Novel Coronavirus SARS-CoV-2 Spike Protein (49583626473)

 

 

However, scientists have noticed that certain areas of spike protein have remained rigid as the virus mutates; one such area is the stem helix.  Because of its lack of mutation, scientists believe that this area is essential to SARS-CoV-2 and if disrupted can limit its ability to mutate and cause harm to our bodies.  

Although the new drug from Sherbrooke uses 2 antibodies that attack the spike protein in a more conventional way, the new third antibody attacking the more rigid areas of the protein has proven effective in all trials that have been undertaken.

Another recent paper has also attempted to amend antibody treatment to target more stable sections of the spike protein: the fusion peptide.  According to the chief of the Antibody Biology unit of the National Institute of Allergy and Infectious Diseases, this structure “acts like a grappling hook and inserts into the human cell membrane, pulling the membrane closer to the virus membrane.”  Researchers hope to use these rigid structures to help develop more reliable treatments and preventions for COVID-19.

This system of antibodies protecting our bodies from illness is similar to what we are currently learning in Biology class.  In class, we learned that in the body’s humoral response to pathogens, B-plasma cells secrete antibodies that bind to pathogens, thereby neutralizing them, allowing them to be quickly engulfed by macrophages and destroyed.  Monoclonal antibody treatment leverages this function of antibodies, creating artificial antibodies to facilitate this interaction more strongly.
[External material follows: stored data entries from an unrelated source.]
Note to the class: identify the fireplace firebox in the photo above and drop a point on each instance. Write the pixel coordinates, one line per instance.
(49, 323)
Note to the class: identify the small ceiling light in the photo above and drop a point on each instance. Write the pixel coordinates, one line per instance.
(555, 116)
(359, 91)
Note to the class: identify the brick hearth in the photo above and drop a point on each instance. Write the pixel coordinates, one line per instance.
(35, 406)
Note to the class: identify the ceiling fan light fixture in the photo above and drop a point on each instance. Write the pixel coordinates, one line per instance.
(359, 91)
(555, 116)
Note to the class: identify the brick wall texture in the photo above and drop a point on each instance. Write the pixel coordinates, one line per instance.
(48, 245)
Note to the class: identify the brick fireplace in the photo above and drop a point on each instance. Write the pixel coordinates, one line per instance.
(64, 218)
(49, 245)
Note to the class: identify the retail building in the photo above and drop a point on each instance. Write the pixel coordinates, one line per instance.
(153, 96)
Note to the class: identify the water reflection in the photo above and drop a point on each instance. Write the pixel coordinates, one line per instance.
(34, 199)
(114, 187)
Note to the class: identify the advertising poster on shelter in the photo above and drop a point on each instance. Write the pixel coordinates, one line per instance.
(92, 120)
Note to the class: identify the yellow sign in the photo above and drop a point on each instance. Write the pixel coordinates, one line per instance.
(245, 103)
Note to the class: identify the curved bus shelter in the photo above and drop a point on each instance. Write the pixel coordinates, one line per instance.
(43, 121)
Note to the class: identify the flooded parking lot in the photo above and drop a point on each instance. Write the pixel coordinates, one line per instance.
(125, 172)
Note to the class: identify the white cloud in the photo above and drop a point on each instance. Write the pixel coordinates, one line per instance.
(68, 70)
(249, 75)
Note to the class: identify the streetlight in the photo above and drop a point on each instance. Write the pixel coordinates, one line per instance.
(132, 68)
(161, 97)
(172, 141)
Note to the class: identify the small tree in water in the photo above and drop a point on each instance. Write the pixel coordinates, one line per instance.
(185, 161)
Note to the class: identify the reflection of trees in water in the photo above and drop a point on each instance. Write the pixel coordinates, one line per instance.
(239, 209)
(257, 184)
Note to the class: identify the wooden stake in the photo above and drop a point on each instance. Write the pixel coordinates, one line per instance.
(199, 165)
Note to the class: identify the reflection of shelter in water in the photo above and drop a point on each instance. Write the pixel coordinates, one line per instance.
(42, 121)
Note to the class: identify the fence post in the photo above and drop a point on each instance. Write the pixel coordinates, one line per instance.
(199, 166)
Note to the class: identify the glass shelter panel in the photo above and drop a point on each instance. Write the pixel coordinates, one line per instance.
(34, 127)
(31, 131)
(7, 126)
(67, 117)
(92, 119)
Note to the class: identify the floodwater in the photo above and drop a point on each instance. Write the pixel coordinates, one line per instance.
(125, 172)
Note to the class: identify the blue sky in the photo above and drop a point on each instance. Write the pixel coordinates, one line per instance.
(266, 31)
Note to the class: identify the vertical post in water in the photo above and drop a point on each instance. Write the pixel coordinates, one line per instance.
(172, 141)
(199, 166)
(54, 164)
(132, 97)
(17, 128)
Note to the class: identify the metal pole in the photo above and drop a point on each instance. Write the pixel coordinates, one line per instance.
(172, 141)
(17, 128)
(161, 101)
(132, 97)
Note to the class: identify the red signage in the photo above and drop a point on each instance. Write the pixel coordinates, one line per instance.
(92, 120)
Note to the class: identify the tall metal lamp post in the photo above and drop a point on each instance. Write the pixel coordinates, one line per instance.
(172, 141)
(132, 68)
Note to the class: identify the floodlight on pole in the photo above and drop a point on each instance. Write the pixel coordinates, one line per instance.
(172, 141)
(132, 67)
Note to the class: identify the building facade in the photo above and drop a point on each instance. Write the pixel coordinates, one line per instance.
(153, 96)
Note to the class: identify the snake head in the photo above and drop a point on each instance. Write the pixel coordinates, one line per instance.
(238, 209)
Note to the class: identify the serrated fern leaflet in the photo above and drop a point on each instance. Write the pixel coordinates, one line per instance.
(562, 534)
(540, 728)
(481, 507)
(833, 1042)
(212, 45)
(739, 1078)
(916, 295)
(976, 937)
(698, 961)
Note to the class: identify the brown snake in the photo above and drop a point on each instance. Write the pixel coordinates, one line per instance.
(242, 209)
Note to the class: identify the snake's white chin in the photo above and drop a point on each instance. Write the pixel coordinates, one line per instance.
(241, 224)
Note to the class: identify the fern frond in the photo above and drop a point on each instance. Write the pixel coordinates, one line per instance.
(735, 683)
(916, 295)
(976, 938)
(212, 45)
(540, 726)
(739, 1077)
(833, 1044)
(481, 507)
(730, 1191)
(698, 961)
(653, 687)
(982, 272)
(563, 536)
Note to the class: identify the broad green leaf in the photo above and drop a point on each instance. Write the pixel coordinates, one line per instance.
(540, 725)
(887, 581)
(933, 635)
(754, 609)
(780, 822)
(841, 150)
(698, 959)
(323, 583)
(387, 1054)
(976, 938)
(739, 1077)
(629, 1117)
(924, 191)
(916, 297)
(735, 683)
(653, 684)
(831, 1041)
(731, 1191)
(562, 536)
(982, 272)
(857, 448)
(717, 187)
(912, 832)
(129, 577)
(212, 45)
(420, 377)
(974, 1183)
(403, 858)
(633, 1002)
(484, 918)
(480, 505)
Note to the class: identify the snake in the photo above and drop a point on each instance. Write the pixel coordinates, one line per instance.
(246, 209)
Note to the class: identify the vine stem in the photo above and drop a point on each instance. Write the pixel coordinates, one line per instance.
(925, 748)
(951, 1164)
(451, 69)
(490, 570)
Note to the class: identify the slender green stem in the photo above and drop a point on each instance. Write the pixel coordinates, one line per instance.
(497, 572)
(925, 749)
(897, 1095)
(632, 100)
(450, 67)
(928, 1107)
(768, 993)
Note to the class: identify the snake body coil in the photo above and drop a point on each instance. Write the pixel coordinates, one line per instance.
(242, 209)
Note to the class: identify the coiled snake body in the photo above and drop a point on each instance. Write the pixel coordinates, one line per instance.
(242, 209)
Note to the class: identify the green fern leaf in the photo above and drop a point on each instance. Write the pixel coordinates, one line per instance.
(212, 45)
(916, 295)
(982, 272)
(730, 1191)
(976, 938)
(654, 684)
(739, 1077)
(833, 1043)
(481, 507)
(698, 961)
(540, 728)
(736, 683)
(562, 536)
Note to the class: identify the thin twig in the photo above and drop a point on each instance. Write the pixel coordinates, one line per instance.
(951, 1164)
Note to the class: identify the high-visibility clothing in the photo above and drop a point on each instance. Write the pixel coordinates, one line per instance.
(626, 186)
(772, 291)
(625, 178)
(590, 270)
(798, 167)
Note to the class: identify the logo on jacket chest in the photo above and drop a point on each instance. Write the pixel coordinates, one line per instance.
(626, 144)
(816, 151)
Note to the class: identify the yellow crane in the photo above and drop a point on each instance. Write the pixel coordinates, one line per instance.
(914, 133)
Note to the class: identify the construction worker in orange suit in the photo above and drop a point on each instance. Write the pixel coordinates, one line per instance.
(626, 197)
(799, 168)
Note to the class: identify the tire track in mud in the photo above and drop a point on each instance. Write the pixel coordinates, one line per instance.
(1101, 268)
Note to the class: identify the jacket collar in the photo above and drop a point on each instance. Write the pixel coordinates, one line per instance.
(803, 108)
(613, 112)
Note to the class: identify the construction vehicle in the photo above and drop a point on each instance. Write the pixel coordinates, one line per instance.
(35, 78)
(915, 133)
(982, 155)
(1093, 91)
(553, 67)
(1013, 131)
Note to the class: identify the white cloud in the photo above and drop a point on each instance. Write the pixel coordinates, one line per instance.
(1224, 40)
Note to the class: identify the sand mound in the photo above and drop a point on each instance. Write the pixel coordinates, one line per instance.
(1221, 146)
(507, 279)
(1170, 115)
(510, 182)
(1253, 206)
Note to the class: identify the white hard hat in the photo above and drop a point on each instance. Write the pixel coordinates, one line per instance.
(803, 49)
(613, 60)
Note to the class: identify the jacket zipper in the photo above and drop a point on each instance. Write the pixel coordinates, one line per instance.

While these new developments in COVID-19 treatment are exciting, Finzi warned that “we shouldn’t underestimate the capacity of a coronavirus to mutate.”  Other scientists, including Harvard professor of pediatrics Bing Chen, believe that antibody treatment research should not take the place of other disease-fighting tactics; according to Chen “we need much more effective vaccines, for sure.”  But one thing remains true, and that is that SARS-CoV-2 continues to mutate, and will continue to be a serious problem if we fail or adequately treat and prevent it, and while the number of cases is decreasing, it still remains strikingly high for us to write off the disease as harmless.